I think if you polled Members across the board in the Congress, 
you would find far more support for Taiwan coming into the TPP 
ahead of mainland China. I think you would find that support 
very robust.
    Mr. Scissors. Right.
    Mr. Salmon. Some of these international bodies, I think, 
really need to have the input that Taiwan has, and we could 
probably do that without jeopardizing our sacred one-China 
policy. But is there a way for us to maybe tweak that a little 
bit?
    Mr. Cohen. I have been urging Taiwan to do more on its own. 

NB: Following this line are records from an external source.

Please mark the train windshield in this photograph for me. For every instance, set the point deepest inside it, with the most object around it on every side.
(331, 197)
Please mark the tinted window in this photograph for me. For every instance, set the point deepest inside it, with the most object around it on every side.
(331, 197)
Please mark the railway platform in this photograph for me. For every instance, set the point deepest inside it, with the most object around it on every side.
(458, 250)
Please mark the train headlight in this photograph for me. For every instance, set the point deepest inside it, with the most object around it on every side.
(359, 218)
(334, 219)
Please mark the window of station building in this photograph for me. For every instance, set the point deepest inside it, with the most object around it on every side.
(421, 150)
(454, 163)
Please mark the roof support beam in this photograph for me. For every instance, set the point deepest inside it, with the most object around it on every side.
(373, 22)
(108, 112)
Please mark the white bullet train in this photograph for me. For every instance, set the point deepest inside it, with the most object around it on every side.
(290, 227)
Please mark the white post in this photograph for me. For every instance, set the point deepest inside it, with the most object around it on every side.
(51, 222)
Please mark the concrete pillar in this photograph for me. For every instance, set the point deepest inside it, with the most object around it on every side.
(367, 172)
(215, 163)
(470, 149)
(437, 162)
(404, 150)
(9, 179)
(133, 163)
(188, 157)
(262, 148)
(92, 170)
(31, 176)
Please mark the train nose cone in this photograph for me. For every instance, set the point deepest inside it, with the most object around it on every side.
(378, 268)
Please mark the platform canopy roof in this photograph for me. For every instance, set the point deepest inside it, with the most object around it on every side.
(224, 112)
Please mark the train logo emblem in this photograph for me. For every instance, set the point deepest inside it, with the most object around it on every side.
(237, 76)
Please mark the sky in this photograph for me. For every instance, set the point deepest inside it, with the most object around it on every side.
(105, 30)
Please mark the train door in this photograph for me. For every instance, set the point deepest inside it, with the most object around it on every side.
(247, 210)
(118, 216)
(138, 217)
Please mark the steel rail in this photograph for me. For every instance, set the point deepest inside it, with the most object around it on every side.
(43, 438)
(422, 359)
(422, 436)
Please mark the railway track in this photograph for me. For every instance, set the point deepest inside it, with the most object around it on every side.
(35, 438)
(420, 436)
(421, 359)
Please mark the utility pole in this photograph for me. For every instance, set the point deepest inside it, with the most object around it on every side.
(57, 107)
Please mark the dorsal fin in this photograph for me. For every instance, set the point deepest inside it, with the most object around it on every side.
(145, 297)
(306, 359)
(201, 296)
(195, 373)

For example, Taiwan, as you know, occupies the biggest island 
in the Spratlys. I think, since President Ma is an expert in 
public international law and is about to retire from office, he 
ought to lead an effort to come up with imaginative proposals 
beyond the general language he has already given us on May 25 
that would encourage a settlement of these issues. We need 
imagination.
    Taiwan should make its way back by becoming a host to the 
other contending nations and turning Itu Aba of a conference 
center, a negotiation, a workshop dialogue center that will 
promote, I think, the kinds of solutions that people aren't 
putting forth now. People are just talking about strengthening 
their militaries. And while that is useful and necessary, we 
have got to do a lot more. We have to have more imaginative 
solutions.
    And here is a way for Taiwan to help, just the way they 
managed to make a fisheries agreement with Japan in the East 
China See. Imaginative, vigorous diplomacy on Taiwan's part, in 
addition to our support, I think would be very important.

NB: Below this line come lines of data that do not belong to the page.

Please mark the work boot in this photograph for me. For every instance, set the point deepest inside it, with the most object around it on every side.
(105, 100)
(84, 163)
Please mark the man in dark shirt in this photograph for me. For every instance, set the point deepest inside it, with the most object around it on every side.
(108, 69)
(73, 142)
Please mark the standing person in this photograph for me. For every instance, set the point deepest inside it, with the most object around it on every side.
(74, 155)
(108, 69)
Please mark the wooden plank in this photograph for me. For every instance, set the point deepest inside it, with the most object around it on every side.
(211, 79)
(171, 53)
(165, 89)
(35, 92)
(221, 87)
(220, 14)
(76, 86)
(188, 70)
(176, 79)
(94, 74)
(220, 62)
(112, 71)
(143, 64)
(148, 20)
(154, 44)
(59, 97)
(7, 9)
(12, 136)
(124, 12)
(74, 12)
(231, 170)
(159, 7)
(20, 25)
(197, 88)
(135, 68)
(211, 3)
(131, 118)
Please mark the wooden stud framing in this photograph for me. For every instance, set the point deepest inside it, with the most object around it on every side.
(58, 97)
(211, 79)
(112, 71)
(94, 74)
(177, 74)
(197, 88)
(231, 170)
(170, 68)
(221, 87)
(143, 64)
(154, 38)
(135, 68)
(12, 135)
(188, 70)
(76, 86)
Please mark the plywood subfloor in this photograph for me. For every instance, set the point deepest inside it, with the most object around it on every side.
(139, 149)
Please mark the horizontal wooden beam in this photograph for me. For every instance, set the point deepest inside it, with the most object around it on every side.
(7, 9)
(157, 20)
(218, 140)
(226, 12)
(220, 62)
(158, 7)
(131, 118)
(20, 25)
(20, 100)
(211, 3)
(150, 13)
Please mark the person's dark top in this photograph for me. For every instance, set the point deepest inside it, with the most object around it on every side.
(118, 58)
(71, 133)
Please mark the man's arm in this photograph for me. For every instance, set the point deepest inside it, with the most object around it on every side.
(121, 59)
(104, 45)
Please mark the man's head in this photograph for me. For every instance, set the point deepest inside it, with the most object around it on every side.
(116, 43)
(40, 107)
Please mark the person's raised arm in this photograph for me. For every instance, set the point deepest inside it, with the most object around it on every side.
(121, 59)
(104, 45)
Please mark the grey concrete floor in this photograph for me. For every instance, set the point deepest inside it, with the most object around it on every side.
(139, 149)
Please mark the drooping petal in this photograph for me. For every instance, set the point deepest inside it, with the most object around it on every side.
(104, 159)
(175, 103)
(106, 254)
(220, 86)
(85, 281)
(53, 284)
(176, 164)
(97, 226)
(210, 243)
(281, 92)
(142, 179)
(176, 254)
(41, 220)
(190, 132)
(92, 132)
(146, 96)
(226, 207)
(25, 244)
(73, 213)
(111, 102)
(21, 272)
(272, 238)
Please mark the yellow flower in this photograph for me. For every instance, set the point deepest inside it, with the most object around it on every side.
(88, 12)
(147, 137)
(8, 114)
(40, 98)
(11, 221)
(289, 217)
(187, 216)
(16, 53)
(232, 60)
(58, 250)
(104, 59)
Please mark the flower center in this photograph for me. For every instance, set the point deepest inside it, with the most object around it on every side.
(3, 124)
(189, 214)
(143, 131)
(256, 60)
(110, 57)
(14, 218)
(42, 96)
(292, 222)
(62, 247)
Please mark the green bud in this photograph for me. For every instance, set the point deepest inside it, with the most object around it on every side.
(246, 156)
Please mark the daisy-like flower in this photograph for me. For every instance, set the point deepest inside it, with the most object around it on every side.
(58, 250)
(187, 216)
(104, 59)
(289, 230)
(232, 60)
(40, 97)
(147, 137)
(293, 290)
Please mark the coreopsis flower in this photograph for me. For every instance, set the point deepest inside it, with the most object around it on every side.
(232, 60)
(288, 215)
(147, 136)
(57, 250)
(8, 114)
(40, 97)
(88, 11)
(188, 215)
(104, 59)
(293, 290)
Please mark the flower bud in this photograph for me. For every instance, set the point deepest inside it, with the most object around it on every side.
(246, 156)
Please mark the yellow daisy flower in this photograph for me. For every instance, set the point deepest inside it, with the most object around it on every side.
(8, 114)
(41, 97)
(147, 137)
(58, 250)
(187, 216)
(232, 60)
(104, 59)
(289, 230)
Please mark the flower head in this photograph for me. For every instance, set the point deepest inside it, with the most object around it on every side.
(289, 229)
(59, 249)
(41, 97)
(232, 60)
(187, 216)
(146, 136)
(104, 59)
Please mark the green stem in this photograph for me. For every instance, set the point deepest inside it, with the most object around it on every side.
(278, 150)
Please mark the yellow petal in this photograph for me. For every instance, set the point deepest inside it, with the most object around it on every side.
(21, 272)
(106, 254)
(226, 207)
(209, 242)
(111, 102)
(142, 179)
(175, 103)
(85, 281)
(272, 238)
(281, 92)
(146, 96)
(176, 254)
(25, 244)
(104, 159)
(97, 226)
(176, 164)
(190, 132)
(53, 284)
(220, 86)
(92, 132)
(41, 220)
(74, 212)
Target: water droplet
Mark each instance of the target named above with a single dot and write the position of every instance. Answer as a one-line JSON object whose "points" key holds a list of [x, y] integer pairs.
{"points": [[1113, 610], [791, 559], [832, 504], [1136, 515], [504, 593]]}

    Mr. Salmon. Thank you, Mr. Cohen.
    Mr. Han, we had a great meeting with several of the 
business leaders, as well as some of the, I think, Hong Kong 
greats. We met with Martin Lee, we met with Anson Chan when I 
was there. And it was coincidental because I was there for the 
1997 handover ceremony and I met with Martin Lee back then, so 
it kind of felt like deja vu a little bit, or as a great 
baseball player once said, deja vu all over again.

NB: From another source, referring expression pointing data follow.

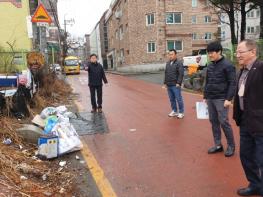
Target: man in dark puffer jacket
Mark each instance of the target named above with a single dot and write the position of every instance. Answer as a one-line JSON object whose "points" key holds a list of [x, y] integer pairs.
{"points": [[218, 93]]}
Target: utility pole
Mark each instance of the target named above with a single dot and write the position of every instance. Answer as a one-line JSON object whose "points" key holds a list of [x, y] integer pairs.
{"points": [[65, 44]]}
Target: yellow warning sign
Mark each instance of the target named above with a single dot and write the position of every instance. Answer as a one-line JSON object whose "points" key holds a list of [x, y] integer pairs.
{"points": [[41, 15]]}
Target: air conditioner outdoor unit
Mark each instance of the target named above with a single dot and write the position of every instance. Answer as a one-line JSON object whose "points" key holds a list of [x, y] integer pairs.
{"points": [[118, 14]]}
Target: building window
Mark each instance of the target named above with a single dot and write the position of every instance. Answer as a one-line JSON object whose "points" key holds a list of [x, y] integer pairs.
{"points": [[250, 30], [117, 34], [207, 3], [257, 29], [122, 55], [250, 14], [223, 35], [151, 47], [258, 13], [194, 36], [194, 3], [175, 44], [149, 19], [208, 19], [121, 32], [194, 20], [208, 36], [174, 18]]}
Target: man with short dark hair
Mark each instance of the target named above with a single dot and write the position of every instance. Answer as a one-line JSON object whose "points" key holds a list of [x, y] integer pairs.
{"points": [[174, 73], [218, 92], [248, 114], [96, 76]]}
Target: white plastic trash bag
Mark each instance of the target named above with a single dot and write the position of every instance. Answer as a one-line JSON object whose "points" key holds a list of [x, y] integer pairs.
{"points": [[202, 110], [68, 138], [61, 109], [49, 111]]}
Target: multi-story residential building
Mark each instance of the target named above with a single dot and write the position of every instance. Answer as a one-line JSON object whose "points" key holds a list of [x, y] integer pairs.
{"points": [[16, 27], [252, 27], [141, 32], [99, 41]]}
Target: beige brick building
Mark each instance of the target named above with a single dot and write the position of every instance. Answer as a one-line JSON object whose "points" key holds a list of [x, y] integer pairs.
{"points": [[141, 31]]}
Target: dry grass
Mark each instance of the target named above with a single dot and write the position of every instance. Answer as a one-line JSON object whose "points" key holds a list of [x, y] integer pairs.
{"points": [[16, 162]]}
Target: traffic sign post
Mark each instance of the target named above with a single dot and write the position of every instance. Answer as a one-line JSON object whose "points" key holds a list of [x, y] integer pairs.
{"points": [[42, 19], [41, 15]]}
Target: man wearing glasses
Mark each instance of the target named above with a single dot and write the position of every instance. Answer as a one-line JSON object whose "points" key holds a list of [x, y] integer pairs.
{"points": [[248, 114]]}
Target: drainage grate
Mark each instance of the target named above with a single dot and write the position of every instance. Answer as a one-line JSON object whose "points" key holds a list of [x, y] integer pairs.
{"points": [[88, 123]]}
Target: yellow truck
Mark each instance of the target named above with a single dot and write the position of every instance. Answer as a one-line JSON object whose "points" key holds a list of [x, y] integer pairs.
{"points": [[71, 65]]}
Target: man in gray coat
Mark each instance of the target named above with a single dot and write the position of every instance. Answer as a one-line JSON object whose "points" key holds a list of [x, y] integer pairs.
{"points": [[174, 73]]}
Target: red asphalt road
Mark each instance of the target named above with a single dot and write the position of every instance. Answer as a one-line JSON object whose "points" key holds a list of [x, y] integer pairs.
{"points": [[164, 157]]}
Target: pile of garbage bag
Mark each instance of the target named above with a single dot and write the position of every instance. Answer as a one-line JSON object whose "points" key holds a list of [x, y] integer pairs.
{"points": [[59, 135]]}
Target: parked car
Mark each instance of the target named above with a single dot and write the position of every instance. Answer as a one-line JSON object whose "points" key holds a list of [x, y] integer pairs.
{"points": [[200, 59], [55, 67]]}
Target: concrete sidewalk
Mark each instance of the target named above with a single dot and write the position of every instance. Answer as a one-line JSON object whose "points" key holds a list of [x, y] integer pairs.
{"points": [[147, 154]]}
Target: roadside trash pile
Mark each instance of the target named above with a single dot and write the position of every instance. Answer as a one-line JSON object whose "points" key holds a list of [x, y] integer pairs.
{"points": [[59, 135], [24, 174]]}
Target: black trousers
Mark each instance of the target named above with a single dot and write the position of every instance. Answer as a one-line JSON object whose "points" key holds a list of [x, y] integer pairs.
{"points": [[96, 90], [251, 156]]}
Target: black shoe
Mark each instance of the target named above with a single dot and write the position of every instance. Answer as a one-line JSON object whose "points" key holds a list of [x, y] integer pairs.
{"points": [[93, 110], [215, 149], [230, 151], [248, 191]]}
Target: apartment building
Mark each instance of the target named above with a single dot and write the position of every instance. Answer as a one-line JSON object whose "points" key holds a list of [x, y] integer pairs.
{"points": [[141, 32], [252, 27]]}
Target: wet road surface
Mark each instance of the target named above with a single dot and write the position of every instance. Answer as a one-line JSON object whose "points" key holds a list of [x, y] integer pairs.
{"points": [[147, 154]]}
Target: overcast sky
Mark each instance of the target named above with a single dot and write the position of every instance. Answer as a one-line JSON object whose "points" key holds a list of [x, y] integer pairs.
{"points": [[86, 14]]}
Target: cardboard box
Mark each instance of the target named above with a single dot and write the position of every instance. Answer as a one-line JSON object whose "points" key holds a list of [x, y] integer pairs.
{"points": [[48, 146]]}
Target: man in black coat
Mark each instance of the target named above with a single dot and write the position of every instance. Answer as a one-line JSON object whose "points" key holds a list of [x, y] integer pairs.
{"points": [[218, 92], [96, 76], [248, 114]]}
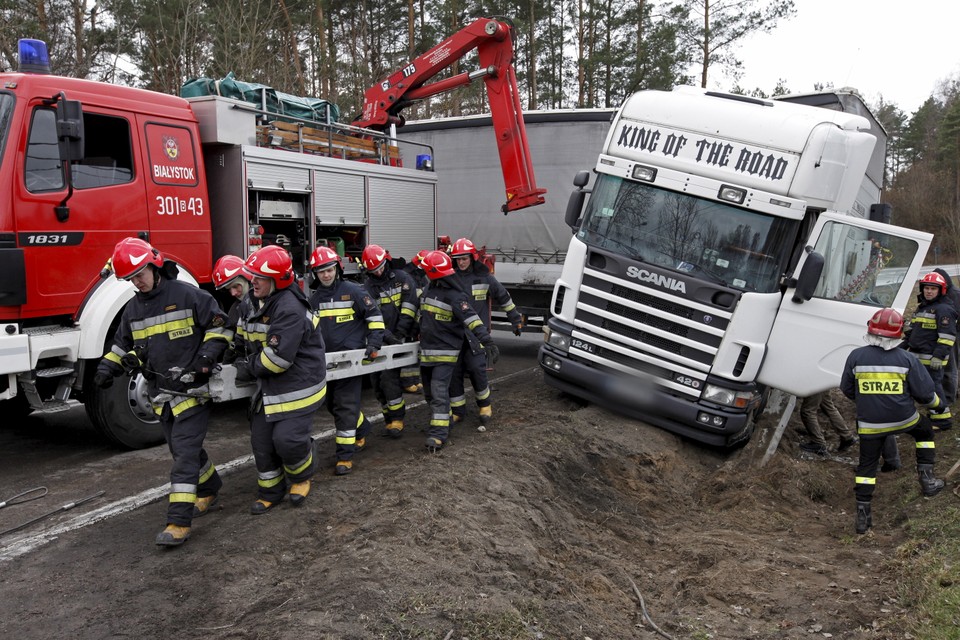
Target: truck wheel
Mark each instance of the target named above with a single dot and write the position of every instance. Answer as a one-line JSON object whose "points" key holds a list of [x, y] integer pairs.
{"points": [[122, 413]]}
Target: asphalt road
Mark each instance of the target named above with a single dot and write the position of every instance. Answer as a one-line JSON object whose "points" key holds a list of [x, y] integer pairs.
{"points": [[64, 454]]}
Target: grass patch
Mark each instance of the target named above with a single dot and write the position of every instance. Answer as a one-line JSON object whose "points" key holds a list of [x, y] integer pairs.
{"points": [[929, 565]]}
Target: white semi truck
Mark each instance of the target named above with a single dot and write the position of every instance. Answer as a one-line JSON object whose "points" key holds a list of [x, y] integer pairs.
{"points": [[730, 245]]}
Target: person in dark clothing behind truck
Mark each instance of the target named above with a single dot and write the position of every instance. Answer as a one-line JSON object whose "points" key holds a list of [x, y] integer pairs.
{"points": [[931, 336], [885, 382], [950, 371]]}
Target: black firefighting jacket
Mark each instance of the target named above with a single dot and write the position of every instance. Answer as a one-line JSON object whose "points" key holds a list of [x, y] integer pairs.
{"points": [[483, 287], [446, 319], [287, 354], [349, 318], [884, 385], [396, 292], [933, 329], [168, 329]]}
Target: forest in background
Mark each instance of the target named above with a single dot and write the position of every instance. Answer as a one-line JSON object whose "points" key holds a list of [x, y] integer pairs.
{"points": [[568, 54]]}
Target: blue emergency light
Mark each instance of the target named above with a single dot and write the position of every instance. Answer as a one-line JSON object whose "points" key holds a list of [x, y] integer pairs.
{"points": [[33, 56]]}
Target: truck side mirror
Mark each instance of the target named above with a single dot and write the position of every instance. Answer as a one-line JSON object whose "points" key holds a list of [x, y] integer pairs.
{"points": [[575, 203], [806, 282], [70, 130]]}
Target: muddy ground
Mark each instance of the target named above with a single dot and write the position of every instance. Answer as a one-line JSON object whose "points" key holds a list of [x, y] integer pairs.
{"points": [[551, 524]]}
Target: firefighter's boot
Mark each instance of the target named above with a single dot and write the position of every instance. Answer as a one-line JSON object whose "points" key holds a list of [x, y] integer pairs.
{"points": [[486, 414], [202, 506], [395, 428], [299, 492], [864, 517], [929, 486], [173, 536]]}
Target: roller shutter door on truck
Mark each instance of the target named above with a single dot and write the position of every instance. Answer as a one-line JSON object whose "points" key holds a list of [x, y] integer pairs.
{"points": [[339, 198], [402, 215]]}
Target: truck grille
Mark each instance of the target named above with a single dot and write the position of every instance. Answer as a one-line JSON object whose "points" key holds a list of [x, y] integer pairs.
{"points": [[629, 326]]}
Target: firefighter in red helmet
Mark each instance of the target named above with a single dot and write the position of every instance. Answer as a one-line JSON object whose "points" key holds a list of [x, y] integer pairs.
{"points": [[286, 356], [885, 383], [173, 333], [447, 319], [931, 336], [484, 289], [396, 292], [349, 319]]}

    But do you think that the opportunity for suffrage, 
universal suffrage in Hong Kong, will come to fruition in your 
lifetime?
    Mr. Han. Not only Hong Kong, but China as well, I believe 
so. But the real opportunity and the hope is the changing of 
mainland China. Hong Kong cannot get full democracy without 
China becoming democracy. That is not possible. So I count on 
China.
    And I agree with Mr. Rohrabacher, who said China did not 
answer to the international community for nearly anything. And 
China, to my understanding about this government, they will not 
answer positively to military responses. But one thing I am 
sure I already see that myself experiencing this: Chinese 
Government is already answering to its own people, although it 
is not full. For example, they arrest lawyers, they arrest 
journalists, but they are answering to hundreds of millions of 
workers' demands to the right to collective bargaining, and the 
next one will be naturally, slowly develop into freedom of 
association, a union, maybe not purely freedom of association, 
but with a solely collective bargaining-oriented trade union.
    So if Chinese Government can answer and will answer to 100 
million of Chinese workers, I do believe, even if they don't 
answer to the U.S. military, but they will have to become more 
and more democratic.
    Mr. Salmon. Well, I thank you. This has been a very 
invigorating conversation. I appreciate all the patience on the 
part of the witnesses today for the time changes. I apologize 
for doing that to you, but we just thought it was so important 
to get this done, especially because Mr. Han is not here all 
the time. So we wanted to make sure that we got it done today, 
so it necessitated us moving the time. So thank you very much 
and thank you so much for your patience.
    This committee is adjourned.
    [Whereupon, at 2:47 p.m., the subcommittee was adjourned.]